I have a pet, and I got it myself.

15 06 2009

I don’t know whose great idea it was to give out “bug aquariums” with kids meals, but now each of my little sociopaths in training have one.  It’s not one of those ecologically friendly toys that look like colorful cricket cages that come with tongs and a tiny vaccuum powered thingy.   It’s a fully plastic “garden” with a clear dome that covers the little flat bottom.  It clicks closed like a makeup compact.

Not only does it look like the only bug it is capable of catching is the dead bug, it looks like any bug that did get caught would soon end up dead from suffocation.  It’s one of those toys you give your kids expecting them to catch a rock or at least promptly lose.  You never expect them to follow the directions and actually catch a live insect.

It’s only slightly less creepy than this.

My daughter, Alyssa, is particularly bad with pets.  I don’t know if it’s because she’s a tomboy or if she’s just that self-centered but she considers pets to be toys that don’t need foolish stuff like batteries.  She doesn’t realize they are ALIVE.  Our family is full of pets so we’ve been trying to teach her some compassion to the four-leggers and non-mamallian animals that live with us.

First, there was a fish named George.  George’s original name (from Alyssa) was Fish Piss.  After I got over that little bit of brain shock, we decided to name him after Curious George.   He had to move out of her room when she poured so much food in his bowl that the poor little guy couldn’t swim once the freeze-dried flakes puffed up.  The second time he had to move out (after much begging and pleading) was when she used the water from his bowl to supply her tea party. Repeat this scenario a couple more times before George bailed ship on his fishbowl and his corpse has never been located.

Teaching her compassion finally got laid by the roadside and now we’re just preaching “leave the animals alone.  Don’t interfere in their ecological setting.”  People ask the kids all the time “do you have pets?”  I don’t know why people talk to my kids, and I also don’t know why “do you have pets?” is such a common question.  It just is.
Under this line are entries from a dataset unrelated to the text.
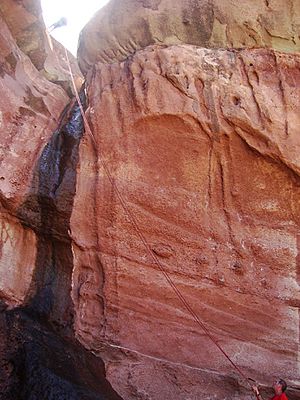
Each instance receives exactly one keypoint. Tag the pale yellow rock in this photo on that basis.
(124, 26)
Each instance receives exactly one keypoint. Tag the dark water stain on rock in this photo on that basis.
(41, 358)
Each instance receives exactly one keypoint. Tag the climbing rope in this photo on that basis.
(143, 239)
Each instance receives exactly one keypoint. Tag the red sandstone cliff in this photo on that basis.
(40, 132)
(203, 145)
(199, 131)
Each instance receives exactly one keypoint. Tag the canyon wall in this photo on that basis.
(40, 131)
(191, 164)
(201, 142)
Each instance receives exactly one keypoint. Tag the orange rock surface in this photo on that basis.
(203, 146)
(30, 109)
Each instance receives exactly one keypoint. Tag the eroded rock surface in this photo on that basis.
(125, 26)
(41, 127)
(203, 145)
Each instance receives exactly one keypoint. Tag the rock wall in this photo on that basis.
(203, 146)
(124, 26)
(40, 131)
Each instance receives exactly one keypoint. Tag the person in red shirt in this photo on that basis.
(279, 389)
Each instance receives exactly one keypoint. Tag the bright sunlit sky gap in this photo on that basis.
(77, 12)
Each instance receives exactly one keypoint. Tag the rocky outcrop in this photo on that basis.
(41, 127)
(125, 26)
(203, 146)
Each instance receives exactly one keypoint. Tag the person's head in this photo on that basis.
(279, 386)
Ethan will start to talk about the cats and dogs.  Alyssa will yell over him “Mommy said I can’t have a pet because I’m mean to them.  She says maybe when I’m 6 we can try again.”  She’s really upset that I won’t provide her with an endless supply of living entertainment.
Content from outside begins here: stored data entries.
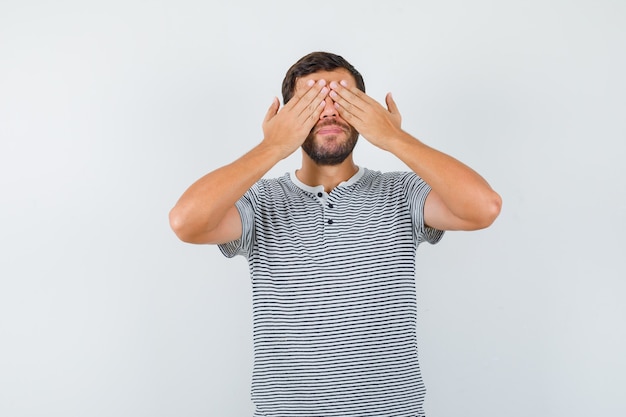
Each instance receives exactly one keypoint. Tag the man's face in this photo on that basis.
(332, 139)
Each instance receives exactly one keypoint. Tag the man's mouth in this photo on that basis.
(330, 130)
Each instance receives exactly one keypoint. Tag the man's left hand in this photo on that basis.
(375, 123)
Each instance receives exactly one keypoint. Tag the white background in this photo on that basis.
(109, 110)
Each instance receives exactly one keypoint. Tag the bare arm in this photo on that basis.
(460, 198)
(206, 211)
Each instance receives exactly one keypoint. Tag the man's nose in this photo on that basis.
(329, 109)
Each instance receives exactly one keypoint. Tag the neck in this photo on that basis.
(327, 175)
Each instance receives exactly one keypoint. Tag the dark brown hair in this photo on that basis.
(314, 62)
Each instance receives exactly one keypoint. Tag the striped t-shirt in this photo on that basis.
(333, 287)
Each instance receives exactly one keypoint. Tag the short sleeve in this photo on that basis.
(416, 191)
(243, 246)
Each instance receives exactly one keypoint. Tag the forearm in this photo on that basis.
(204, 204)
(463, 191)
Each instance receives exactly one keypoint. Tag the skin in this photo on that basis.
(460, 198)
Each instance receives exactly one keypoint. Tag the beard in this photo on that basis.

Back to the bug catcher.  I allowed her to keep it really because I was sick and Shaun took the kids out to eat and that’s what they came home with.  The next reason was that I didn’t consider the fact she’d catch something.
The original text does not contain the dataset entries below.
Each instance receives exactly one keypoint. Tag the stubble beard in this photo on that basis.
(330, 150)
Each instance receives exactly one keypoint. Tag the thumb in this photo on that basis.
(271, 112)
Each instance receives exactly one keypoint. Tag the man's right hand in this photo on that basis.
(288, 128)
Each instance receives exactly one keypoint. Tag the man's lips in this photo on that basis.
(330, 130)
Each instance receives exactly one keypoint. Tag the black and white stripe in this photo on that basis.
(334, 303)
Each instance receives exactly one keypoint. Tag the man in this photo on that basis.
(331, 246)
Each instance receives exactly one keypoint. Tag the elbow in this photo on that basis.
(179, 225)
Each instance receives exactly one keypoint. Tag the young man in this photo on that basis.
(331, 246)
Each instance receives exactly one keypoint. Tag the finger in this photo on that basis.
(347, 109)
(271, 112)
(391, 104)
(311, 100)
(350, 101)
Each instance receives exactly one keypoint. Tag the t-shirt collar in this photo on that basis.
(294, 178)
Cue Alyssa, proudly marching up to me like she’s just beat me at the world’s hardest game and she’s clutching the prize with a death grip.  “What you got?”  I asked.

“A pet.”

“What kind of pet?”

“It’s a fly.  I know you said you wouldn’t get me any more pets, so I went and got my OWN.”

“Is the fly alive?”

“I got my own pet and you have nothing to do with it.”

“Is the fly ALIVE?”  I’m trying to ignore the fact that she’s rubbing my face in the fact that mom’s have nothing to do with the raising of five year olds.

At this point Shaun, who has been examining it with a boy’s curiosity for all things trapped in tiny plastic cases declared that it was alive.

“Honey, do you know that bugs can’t live in there for long, right?”

No answer.

“The fly won’t live for long, baby.  Maybe we should take it outside and let it go.”

At this point, the soon to be insect coffin in clutched to her chest.  “No, he’s going to be my pet.”

She marched past me and set him on her shelf in a place of honor.  Shaun is so helpful at this point.  “If he dies, it’s ok.  We’ll just feed him to Ernie.  Ernie likes dead flies.”  Cue the chorus of EWWWWWs.

I have a feeling that I should be disturbed my daughter has a (possibly) dead fly in a plastic box in her room, but really I just want to teach her about Schrödinger’s cat. That would lead to nasty explanations of quantum mechanics and philosophy. I’m sure that her first words on the topic would be “this cannot be a quantum test because there’s a WINDOW into the box.  You can’t have an illustration of quantum potential when you can tell whether the fly is alive or dead.”

She, of course, would be right and have more ammo to feel superior to my old-school education.  The school year will be quite interesting with Singapore math and dual-immersion language studies.  She may very quickly surpass my skills.  I’ll just have to go old school and hack her computer terminal to play random Schoolhouse Rock videos.

I wonder if finding evidence of things that one can do with a dead fly will persuade her to flush it down the toilet and use the little aquarium the way it should be used – as a mold for the sand box.